Expressive Telepresence via Modular Codec Avatars
This addresses the need for more realistic and expressive avatars in VR telepresence, representing an incremental advancement over existing methods.
The paper tackles the problem of generating hyper-realistic faces for VR telepresence by introducing Modular Codec Avatars (MCA), which improves expressiveness and robustness over traditional Codec Avatars in real-world datasets and scenarios.
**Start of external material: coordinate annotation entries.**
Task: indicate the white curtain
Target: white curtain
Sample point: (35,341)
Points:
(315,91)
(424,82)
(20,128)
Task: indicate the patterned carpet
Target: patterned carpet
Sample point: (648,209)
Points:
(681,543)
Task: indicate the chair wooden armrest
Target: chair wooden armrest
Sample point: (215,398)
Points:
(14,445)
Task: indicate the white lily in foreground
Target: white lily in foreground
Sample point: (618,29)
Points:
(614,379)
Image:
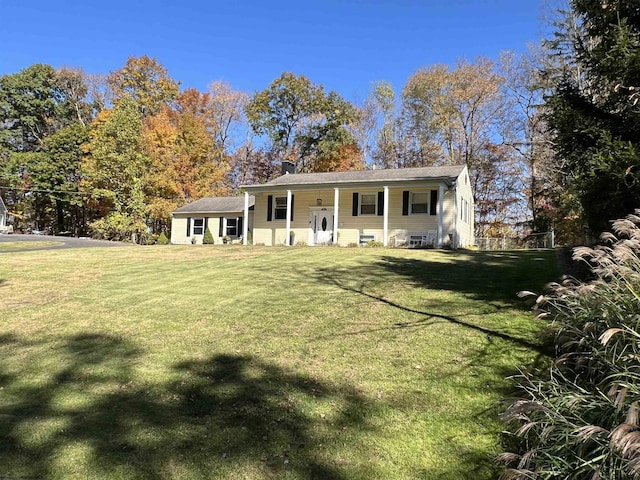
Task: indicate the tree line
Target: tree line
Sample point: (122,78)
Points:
(550,136)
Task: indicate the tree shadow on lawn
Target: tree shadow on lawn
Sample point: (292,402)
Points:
(217,417)
(492,278)
(488,276)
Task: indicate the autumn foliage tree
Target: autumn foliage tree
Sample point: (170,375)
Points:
(304,124)
(145,81)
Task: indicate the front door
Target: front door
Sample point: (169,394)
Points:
(321,223)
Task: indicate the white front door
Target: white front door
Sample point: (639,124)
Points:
(321,224)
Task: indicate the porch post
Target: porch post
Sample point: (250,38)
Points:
(287,240)
(441,215)
(456,214)
(385,217)
(336,199)
(245,222)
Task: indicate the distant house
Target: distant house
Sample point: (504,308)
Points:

VR telepresence consists of interacting with another human in a virtual space represented by an avatar. Today most avatars are cartoon-like, but soon the technology will allow video-realistic ones. This paper aims in this direction and presents Modular Codec Avatars (MCA), a method to generate hyper-realistic faces driven by the cameras in the VR headset. MCA extends traditional Codec Avatars (CA) by replacing the holistic models with a learned modular representation. It is important to note that traditional person-specific CAs are learned from few training samples, and typically lack robustness as well as limited expressiveness when transferring facial expressions. MCAs solve these issues by learning a modulated adaptive blending of different facial components as well as an exemplar-based latent alignment. We demonstrate that MCA achieves improved expressiveness and robustness w.r.t to CA in a variety of real-world datasets and practical scenarios. Finally, we showcase new applications in VR telepresence enabled by the proposed model.